When American warships deploy into harm’s way, media coverage of dockside farewells can be riveting and wrenching. Whenever I watch an aircraft carrier depart from North Island, I’m sent back in time to over 50 years ago, when on Dec. 28, 1967, three days after Christmas, we saw Dad off on his way to the Tonkin Gulf, leaving from NASNI aboard the aging, World War II vintage, Essex-class aircraft carrier USS Ticonderoga (CVA-14), carrying Dad on the first of his two combat deployments to Vietnam.

After we’d said our goodbyes, Dad turned away, clambered up the gangplank, and boarded the boat. We stayed to watch the ship pull away from the quay wall as she steamed off into the unknown: to war. We were watching freedom in motion.

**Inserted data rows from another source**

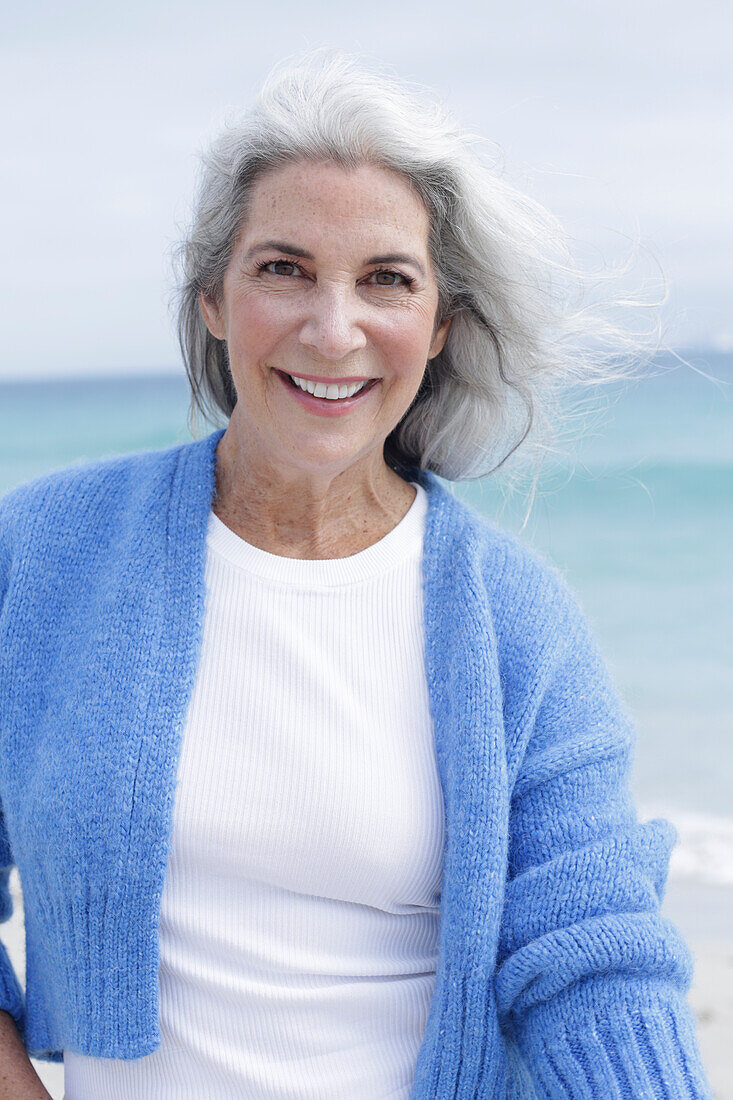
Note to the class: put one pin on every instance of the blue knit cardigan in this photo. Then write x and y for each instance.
(557, 975)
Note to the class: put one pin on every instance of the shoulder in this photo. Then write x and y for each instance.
(87, 495)
(83, 484)
(520, 580)
(531, 606)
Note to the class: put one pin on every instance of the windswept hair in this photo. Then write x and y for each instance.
(522, 330)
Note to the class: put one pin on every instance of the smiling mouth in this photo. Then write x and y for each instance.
(370, 383)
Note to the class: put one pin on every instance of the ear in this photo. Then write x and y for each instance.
(211, 316)
(439, 339)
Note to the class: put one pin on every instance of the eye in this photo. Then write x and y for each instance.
(406, 281)
(283, 263)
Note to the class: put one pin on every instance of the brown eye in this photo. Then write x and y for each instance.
(282, 263)
(385, 275)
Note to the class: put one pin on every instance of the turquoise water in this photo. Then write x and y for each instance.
(641, 523)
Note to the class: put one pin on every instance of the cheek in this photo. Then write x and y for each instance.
(261, 323)
(405, 344)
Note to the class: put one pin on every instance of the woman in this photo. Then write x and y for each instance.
(316, 781)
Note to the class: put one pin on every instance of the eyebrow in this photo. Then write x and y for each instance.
(391, 257)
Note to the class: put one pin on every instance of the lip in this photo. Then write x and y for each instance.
(321, 406)
(332, 382)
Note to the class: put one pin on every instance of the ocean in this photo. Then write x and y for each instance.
(639, 519)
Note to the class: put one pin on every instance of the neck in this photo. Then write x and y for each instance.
(297, 514)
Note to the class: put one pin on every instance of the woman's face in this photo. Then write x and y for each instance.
(330, 278)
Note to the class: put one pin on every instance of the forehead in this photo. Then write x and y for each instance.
(360, 201)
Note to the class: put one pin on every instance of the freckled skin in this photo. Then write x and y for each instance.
(288, 481)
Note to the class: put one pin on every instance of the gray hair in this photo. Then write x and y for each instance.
(503, 265)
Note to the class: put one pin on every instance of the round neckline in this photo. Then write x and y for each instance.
(402, 543)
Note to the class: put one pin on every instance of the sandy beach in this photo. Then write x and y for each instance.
(702, 913)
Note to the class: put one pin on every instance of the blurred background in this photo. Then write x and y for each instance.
(617, 118)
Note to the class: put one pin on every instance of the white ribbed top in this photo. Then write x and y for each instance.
(301, 909)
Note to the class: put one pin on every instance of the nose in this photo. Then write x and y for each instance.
(331, 327)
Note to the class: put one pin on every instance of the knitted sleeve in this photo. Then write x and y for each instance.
(11, 996)
(12, 999)
(591, 980)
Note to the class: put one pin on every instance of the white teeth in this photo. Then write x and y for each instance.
(331, 392)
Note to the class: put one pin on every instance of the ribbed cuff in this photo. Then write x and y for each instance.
(12, 999)
(614, 1038)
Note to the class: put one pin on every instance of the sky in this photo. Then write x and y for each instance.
(616, 116)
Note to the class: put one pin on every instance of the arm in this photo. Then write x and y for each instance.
(591, 980)
(18, 1078)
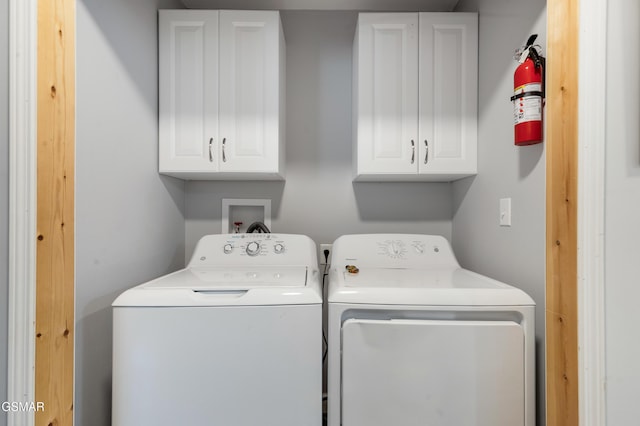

I was only 10, but 1967 seems like yesterday.

The “Tico” was of a smaller vintage than today’s behemoth, nuclear-powered flat-tops, but the timeless, big emotions of family separation stay the same, whatever the era.

As a Nado Navy brat, er, Navy Junior, I busied myself between schoolwork and the pursuit of my first true love, baseball. Coronado Little League provided a most welcome diversion from the oft-distressing headlines of 1968, and I’d be remiss if I didn’t thank my parents, coaches, and community for supporting such a pastime. Coronado was a great place to grow up, and remains so today, despite certain current events. But I digress.

During Vietnam, I came to know friends, schoolmates, or teammates whose dads didn’t return. Duty and God called them Home, just not here. My dad deployed twice and returned twice. We remain forever in his debt for his over 20 years of faithful service to our country as a Naval aviator.

Fast-forward 50 years to the modern age, when television coverage of a warship weighing anchor for a long deployment invariably includes footage that speaks volumes, as the news camera catches sight of a young Navy wife holding a baby in her arms, with the baby gripping a miniature American flag, mother and child each bidding farewell to their hero.

Oh, dear. The more things change, the more they stay the same: young mother holding a little baby, little baby holding a little flag, two strong souls letting go of Daddy.

You can sense the mother’s sadness and uncertainty, but you also sense her pride, both for her beloved and for her country. You can see it in her eyes. Sure, there may be tears, but there’ll be no whining. You see, as ever in America, sadness and fear are no match for love and faith.